俺は走っていた。いや、逃げていた。迫りくる死からは必ず逃げ切れるはずだから。俺は語り手、つまり主人公だ。ということは死なないはずだろ?考えることはずっと同じ、なんでこんなことになったんだ、ここはどこであの女は誰なんだ。背後から迫る死は斧を持った女だった。ショートの黒髪も異世界転生モノの主人公が着ていそうな服も不気味にしか見えない。君もでかい斧を持った若い美女に追いかけまわされれば俺の気持ちが分かるさ。俺自身もこれがどんな状況か分かっていないがこれは多分自力じゃどうにもなんねえ。自分の部屋で寝たはずが、斧を持った知らない女に起こされたんだ。そのうえ、
「ねえ、鬼ごっこしない?」
なんて言われれば誰だって不安になるだろ?そのうえ鬼ごっこをするのは迷路の中で壁も乗り越えられないほど高いんんじゃ絶望するしかねえ。それでも少しでも生き残る確率を上げるために俺は走るんだ。

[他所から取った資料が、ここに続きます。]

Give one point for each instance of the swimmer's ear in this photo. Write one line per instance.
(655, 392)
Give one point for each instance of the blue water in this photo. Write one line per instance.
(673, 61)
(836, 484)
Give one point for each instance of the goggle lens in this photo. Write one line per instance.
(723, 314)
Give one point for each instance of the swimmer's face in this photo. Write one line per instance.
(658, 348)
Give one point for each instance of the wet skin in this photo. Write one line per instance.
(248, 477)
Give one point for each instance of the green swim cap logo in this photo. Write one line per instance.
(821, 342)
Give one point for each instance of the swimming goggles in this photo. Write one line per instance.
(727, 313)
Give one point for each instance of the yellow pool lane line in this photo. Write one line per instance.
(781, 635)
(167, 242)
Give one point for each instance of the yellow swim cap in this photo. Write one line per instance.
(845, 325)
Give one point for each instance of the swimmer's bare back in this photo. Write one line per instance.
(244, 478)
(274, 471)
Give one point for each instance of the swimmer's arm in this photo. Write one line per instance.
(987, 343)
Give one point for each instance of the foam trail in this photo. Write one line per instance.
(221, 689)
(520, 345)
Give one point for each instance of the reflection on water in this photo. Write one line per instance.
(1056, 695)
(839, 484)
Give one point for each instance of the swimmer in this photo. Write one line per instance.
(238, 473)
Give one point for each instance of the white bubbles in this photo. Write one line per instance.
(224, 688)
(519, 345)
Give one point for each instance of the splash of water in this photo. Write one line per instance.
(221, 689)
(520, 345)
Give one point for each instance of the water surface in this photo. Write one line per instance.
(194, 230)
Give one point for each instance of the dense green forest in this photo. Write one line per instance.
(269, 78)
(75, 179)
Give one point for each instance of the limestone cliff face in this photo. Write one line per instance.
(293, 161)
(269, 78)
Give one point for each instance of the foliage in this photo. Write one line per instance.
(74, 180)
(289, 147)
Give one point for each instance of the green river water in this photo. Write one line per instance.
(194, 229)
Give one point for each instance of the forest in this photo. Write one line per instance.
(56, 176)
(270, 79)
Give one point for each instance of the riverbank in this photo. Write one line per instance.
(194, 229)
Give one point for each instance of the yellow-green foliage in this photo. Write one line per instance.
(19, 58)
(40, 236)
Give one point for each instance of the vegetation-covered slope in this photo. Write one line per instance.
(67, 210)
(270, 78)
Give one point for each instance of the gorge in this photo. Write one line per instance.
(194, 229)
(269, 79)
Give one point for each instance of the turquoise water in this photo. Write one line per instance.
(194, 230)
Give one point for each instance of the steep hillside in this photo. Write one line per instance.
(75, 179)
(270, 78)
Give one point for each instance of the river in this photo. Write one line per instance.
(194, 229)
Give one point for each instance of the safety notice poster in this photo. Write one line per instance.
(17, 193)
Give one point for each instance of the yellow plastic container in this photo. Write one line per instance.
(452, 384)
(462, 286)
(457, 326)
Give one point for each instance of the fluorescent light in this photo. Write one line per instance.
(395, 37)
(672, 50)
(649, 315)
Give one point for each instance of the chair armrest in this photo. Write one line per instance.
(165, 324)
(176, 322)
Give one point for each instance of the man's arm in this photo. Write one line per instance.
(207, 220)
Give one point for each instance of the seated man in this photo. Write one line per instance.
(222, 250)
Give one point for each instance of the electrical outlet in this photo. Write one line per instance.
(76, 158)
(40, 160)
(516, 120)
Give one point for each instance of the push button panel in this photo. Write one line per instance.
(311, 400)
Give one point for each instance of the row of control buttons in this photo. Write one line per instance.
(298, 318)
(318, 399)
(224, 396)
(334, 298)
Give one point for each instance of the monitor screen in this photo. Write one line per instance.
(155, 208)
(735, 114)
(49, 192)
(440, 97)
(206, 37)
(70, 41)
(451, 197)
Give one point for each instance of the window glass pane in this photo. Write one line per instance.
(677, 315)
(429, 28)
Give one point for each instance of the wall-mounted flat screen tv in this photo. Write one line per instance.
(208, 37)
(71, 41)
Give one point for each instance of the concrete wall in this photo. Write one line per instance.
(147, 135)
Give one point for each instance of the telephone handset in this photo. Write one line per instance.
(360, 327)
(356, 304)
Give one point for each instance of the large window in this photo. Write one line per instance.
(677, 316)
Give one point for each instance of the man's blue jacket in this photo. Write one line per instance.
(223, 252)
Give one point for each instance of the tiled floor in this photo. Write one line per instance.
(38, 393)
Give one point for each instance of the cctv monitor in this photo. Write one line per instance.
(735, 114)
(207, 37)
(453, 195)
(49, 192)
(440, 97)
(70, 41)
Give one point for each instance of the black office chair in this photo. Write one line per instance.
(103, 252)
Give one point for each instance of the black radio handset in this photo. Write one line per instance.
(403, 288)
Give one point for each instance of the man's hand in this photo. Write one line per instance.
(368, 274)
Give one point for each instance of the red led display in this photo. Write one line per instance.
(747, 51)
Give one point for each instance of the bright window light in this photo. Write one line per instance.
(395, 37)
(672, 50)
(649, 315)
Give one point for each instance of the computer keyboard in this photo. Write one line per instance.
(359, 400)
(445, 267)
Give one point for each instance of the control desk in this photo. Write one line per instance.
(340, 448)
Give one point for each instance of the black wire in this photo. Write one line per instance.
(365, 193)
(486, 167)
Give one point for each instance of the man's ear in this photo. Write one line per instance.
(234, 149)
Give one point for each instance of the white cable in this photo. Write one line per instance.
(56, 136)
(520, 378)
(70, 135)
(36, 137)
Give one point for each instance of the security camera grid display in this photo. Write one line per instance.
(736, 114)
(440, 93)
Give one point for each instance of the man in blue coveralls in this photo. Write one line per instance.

 何時間走ったのか。あの独特のかたい足音がしねえ。少し休憩...する暇もねえじゃん。また鬼ごっこだ。俺はサッカー部だからけっこう体力があると思っていた。なのにあの女は息ひとつ切らしてない。あんな重そうな斧を持っておいて、あの細い体のどこにそんな体力があるんだ。こっちは疲れてきたってのにあの女のほうはずっと同じ速度で走っている。信じられないけど、考えてる暇はない。こっちは疲れてきたのに無効はずっと同じ速度で走ってる。つまりは距離がだんだんと縮まっているわけだ。何度角を曲がっても、すぐ後ろにいる。何度角を曲がっても、何度角を曲がってmん?ありえない。今俺は出口が一つしかない輪っか状の道にいる。少しでもあいつから離れたかったから。それなのなぜに、あいつは出口と反対側の入り口に最初からいるんだ?考えられることは二つ。1、この壁は仕掛けがあって動かせる。2、あいつは瞬間移動ができる。でも壁が動いた形跡はない。
 まさかあいつはテレポートができるのか?!それなら俺が逃げ切れるところはない_なんて考えたくない。意地でも逃げ切ってやる。こんなところで訳も分からないまま死んでたまるか!何が何でもどんな手段を使っても逃げ切ってみせr
「捕まえた」
嘘だろ。俺の決意は無駄なのか?ていうかなんで普通の鬼ごっこみたいに手でタッチなんだよ。てっきり斧で切られると思ったのに。しかもなぜか服に不釣り合いなレースの黒い手袋をはめているし。そのせいで一瞬可愛い人だと思ってしまった。力が抜けて思わずへたり込んでしまう。
 そのとき、世界が暗くなった。どこだかわからないが、この建物全体が真っ暗になった。後には自分の口から発せられてるとは思えない声が響いていた。